20141218223812-business-familyBy – Angela Hohsfield

So, you’ve joined the family business. Whether you are there willingly, or begrudgingly show up each day, consider what brought you to the family business in the first place. Are you and a sibling equal partners? Did you grow up dreaming of sitting at your father’s desk? Or did mutual interests create an opportunity to work together? Regardless, here are five important lessons to protecting the sanctity of the family while running a prosperous business;

 

  1. Know your role. You may be the oldest child in the familial hierarchy, but the corporate structure has you reporting to a younger sibling at work. Clearly defined roles will allow for optimum productivity and employees will appreciate the transparency. This will also allow for a smooth transition if family dynamics change such as the death of a founder, or the introduction of a new generation.

 

  1. Keep personal issues at home. Come into agreement that the workplace will not be tainted by family drama. Family members may understandably have some stake in your personal life but bringing family issues to the office is a surefire way to create unnecessary tension for everyone involved, especially employees, and could potentially undermine your professional relationships.

 

  1. Show a united front. Despite typical family squabbles, all family members need to treat each other with respect and depending on roles, there may be times it is necessary to defer to other family members in authority. A wrinkle in a family fabric can be devastating and while not everyone will be in agreement at all times, family members should discuss and resolve serious issues outside of regular business hours.

 

  1. Avoid nepotism. While this may be an oxymoron for a company with blood ties, it is important to establish a culture of a fair work place. Some businesses, however, err to the other extreme by applying unwarranted expectations on a family member in an effort to avoid even a hint of nepotism.

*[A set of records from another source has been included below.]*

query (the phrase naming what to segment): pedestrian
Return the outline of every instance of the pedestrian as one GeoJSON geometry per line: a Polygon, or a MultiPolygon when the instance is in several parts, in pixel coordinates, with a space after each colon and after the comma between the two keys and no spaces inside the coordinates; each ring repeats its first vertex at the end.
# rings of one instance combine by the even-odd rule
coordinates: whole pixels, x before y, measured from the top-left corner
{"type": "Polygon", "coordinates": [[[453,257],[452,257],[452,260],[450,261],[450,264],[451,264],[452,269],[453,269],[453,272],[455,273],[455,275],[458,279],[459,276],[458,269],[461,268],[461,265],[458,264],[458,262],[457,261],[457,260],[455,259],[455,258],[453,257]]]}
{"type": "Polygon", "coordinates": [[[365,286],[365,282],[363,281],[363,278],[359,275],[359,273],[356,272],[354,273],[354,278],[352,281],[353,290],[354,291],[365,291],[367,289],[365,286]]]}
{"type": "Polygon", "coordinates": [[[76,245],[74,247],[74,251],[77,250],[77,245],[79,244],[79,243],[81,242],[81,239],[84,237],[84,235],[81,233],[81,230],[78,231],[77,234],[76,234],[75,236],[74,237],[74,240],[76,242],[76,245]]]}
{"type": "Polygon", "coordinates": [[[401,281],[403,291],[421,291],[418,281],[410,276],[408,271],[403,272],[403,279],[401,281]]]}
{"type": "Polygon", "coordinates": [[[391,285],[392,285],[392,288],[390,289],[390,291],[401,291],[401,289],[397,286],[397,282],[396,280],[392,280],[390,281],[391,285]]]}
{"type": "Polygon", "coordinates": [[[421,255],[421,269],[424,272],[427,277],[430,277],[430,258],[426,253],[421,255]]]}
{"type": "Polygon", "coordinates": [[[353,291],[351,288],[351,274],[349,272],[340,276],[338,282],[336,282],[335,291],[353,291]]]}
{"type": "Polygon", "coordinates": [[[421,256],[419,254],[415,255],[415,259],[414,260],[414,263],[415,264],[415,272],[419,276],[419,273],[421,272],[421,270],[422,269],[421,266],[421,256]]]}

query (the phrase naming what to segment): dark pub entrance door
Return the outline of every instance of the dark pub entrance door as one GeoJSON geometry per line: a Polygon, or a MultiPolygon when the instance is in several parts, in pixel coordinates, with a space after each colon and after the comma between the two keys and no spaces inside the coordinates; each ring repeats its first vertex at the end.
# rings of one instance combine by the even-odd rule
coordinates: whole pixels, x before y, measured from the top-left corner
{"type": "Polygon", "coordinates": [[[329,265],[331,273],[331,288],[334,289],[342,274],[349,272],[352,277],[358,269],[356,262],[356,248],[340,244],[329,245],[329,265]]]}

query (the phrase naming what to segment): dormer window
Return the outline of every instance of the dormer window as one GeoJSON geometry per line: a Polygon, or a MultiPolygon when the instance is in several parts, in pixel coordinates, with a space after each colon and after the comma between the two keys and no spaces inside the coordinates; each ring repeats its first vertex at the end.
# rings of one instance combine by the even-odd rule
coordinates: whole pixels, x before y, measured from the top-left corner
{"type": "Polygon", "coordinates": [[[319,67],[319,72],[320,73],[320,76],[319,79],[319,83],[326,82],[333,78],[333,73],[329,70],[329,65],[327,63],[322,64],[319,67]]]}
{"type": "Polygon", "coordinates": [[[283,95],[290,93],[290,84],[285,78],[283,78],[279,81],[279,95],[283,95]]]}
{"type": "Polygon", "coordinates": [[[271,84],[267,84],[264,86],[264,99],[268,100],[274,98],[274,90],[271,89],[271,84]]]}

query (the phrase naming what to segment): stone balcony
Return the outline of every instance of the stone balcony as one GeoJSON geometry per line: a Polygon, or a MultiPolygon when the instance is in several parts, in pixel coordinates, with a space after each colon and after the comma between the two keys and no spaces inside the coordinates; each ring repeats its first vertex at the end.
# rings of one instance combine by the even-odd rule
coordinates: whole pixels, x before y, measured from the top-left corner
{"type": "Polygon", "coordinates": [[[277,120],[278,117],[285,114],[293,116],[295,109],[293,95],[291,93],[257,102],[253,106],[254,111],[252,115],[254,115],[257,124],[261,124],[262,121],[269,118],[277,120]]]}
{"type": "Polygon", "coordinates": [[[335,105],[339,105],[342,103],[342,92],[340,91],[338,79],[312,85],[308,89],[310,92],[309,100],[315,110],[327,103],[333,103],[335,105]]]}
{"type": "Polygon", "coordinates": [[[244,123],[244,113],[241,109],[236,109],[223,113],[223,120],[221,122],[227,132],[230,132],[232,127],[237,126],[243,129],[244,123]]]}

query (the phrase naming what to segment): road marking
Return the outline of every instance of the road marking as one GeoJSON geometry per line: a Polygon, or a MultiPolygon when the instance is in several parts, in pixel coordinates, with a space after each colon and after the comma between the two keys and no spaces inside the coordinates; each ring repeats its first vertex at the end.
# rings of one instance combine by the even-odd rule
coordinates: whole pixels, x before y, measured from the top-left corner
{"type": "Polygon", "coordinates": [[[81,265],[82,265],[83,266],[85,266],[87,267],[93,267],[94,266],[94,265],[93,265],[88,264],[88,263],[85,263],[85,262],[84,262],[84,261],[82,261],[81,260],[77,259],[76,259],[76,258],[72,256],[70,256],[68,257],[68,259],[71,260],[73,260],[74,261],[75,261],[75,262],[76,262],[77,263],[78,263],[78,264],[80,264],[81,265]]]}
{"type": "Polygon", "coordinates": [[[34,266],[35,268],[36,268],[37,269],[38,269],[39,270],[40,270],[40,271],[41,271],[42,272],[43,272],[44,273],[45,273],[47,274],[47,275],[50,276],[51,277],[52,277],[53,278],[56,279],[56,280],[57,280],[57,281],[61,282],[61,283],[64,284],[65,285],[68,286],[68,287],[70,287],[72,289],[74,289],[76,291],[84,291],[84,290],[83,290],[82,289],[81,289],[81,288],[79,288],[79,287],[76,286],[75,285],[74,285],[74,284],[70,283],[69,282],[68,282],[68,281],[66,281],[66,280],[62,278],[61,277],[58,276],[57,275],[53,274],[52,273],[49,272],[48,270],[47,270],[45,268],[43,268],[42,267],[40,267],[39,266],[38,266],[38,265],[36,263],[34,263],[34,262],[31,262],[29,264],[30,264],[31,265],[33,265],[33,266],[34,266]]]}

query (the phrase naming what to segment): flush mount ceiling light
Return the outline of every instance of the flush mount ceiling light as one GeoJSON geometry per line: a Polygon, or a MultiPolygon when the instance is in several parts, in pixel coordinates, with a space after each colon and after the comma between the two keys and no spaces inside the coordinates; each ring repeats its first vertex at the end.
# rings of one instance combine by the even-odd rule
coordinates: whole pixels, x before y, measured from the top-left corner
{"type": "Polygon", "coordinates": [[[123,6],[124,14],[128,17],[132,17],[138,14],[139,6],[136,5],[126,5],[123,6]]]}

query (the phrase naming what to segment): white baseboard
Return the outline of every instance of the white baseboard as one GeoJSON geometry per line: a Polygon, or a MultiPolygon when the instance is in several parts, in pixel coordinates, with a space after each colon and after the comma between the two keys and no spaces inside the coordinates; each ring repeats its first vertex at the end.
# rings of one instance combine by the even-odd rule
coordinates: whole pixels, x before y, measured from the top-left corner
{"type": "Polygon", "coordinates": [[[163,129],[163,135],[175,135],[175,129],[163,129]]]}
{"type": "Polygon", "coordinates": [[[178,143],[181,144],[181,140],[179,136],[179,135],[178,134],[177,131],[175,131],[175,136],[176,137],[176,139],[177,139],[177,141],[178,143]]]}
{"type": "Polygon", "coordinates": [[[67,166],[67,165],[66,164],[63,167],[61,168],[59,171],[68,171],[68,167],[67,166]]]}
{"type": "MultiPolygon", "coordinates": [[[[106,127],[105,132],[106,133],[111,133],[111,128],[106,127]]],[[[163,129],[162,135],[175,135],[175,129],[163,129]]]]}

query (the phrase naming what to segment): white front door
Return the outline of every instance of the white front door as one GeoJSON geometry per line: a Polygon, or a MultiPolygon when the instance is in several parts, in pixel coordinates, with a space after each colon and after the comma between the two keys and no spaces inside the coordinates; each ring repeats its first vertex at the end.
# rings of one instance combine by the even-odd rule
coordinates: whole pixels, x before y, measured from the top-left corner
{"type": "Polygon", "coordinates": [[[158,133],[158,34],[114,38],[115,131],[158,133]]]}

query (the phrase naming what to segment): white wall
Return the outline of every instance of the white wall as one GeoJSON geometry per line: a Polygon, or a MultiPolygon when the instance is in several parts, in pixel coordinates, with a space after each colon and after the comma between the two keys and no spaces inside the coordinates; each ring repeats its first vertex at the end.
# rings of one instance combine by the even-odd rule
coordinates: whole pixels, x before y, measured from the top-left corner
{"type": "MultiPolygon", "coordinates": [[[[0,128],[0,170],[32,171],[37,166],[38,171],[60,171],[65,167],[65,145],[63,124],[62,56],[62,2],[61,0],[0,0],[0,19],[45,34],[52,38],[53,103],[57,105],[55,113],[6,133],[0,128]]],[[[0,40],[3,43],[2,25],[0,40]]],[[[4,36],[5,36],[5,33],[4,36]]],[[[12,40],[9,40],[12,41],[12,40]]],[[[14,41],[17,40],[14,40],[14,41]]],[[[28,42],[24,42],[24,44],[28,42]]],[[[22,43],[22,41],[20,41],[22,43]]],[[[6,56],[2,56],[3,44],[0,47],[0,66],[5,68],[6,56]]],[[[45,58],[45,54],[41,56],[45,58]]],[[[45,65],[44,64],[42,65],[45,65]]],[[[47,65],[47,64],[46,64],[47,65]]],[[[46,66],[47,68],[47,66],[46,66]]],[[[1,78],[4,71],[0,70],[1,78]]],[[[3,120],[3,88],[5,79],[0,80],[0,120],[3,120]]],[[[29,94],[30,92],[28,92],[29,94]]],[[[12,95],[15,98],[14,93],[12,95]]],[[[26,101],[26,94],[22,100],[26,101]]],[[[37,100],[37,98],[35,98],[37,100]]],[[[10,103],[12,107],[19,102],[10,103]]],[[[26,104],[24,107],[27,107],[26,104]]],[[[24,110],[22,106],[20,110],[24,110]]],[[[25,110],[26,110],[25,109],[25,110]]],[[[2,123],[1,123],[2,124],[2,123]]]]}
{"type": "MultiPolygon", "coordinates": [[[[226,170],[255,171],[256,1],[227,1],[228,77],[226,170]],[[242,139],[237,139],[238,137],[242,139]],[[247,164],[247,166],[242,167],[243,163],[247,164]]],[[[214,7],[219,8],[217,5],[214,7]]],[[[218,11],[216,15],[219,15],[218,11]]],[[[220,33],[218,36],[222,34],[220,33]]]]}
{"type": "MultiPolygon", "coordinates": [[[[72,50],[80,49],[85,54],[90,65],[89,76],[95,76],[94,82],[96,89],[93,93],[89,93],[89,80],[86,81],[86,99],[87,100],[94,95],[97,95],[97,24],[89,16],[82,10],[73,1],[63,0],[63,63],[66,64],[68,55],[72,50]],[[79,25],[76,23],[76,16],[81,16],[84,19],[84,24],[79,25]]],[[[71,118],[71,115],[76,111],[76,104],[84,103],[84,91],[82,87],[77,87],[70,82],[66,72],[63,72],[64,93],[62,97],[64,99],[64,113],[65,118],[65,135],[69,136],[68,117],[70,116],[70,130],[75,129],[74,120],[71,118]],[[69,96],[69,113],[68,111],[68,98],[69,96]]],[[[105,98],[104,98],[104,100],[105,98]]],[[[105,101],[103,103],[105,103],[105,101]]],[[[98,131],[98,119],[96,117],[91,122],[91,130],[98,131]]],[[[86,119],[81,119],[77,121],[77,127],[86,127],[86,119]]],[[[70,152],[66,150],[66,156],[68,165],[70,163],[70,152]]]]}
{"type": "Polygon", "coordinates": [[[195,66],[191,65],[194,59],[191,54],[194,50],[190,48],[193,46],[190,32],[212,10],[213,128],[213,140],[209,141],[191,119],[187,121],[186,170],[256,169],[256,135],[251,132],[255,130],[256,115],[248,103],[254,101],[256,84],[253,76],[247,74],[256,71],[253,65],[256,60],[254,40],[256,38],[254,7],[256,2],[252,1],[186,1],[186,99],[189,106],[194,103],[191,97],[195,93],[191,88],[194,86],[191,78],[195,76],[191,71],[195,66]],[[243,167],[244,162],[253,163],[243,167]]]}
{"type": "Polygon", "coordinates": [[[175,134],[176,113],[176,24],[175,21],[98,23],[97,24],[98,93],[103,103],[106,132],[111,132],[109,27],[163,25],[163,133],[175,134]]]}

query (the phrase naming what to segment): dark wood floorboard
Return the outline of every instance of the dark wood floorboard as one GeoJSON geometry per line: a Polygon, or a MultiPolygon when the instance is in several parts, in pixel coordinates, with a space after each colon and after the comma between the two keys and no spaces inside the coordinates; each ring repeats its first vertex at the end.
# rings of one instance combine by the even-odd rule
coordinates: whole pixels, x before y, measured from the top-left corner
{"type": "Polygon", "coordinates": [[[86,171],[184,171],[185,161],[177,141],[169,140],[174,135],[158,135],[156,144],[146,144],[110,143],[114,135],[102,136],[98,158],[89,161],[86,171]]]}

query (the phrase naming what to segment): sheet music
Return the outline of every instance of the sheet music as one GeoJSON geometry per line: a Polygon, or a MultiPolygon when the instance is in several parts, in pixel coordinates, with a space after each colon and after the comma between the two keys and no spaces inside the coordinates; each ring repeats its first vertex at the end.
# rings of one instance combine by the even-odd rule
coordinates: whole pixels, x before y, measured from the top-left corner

It is important to establish a culture of behavior that is applied fairly to all employees, whether family member or not, to keep the balance of work in check. Reassure employees who may feel insecure in their jobs if a new or younger family member comes on board.

 

  1. Communication is key. Communication is a fundamental key to any successful business. A consistent approach to handling disputes should be put in place for smooth conflict resolution. Even if your business is made up solely of family members, unresolved family issues are often the underlying cause of strife so each family member should have the ability to share thoughts or visions as their roles dictate without fear of repercussions.

 

The numerous challenges of working with relatives can be offset by its many rewards. Above all, the value you place on a family business, or with working alongside family, will be paramount to your success and that of the business.